Personally, I like a little color variation in my vampire reading and it makes me wonder how this trend is helping/hurting the vampire genre (and writers) when (beyond following) there are still so many ways to explore other/otherworldly/bad/dangerous/and all things monster in the night.

Give me my monster in living color, palleeze!

User avatar
Quill
Posts: 1059
Joined: March 17th, 2010, 9:20 pm
Location: Arizona
Contact:

Re: VAMPIRE WRITERS

Post by Quill » June 19th, 2010, 8:30 pm

bcomet wrote:I love vampire novels, paranormal, fantasy (without over world building)...can't get enough!

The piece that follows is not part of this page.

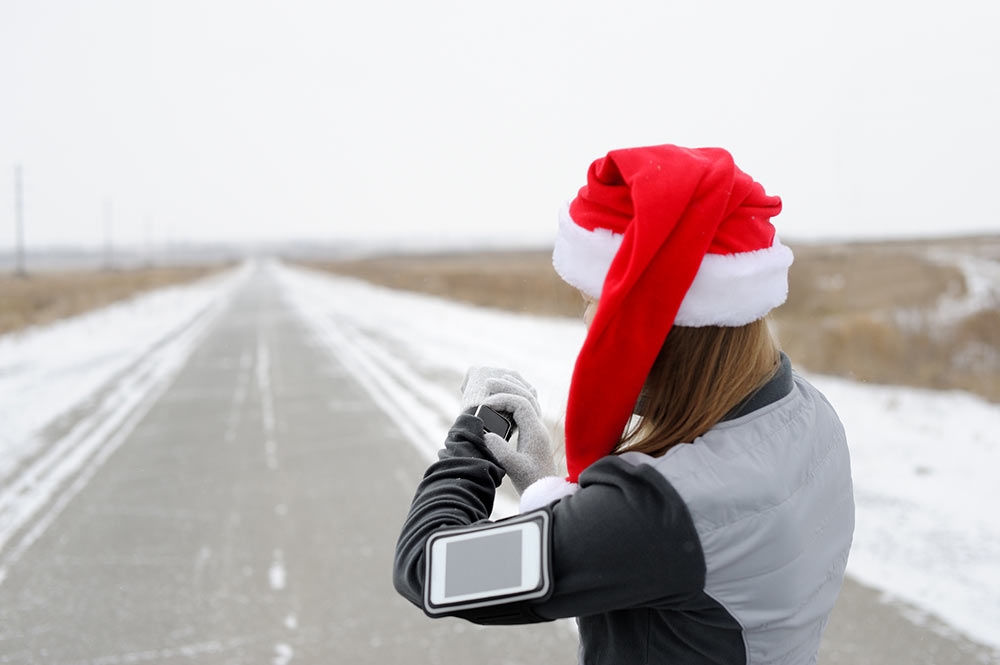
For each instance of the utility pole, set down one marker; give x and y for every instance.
(149, 240)
(108, 256)
(19, 267)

But when I went to Barnes and Noble Booksellers this week, I was blown away: everything in YA is vampire and black cover or black cover (I suppose since black cover is the new vampire no matter what the genre) and even more than it was a few months ago!

Personally, I like a little color variation in my vampire reading and it makes me wonder how this trend is helping/hurting the vampire genre (and writers) when (beyond following) there are still so many ways to explore other/otherworldly/bad/dangerous/and all things monster in the night.

Give me my monster in living color, palleeze!
You're right. The Middle Grade section has a whole lot more color -- and variety of story -- it seems. YA seems to be either vamp/paranormal or modern relationship books. Most of the Epic Fantasy, Quirky Character, and Historical Fiction appears to have migrated to Middle Grade (even though some of it is arguably YA). I've wondered why that was for a while now.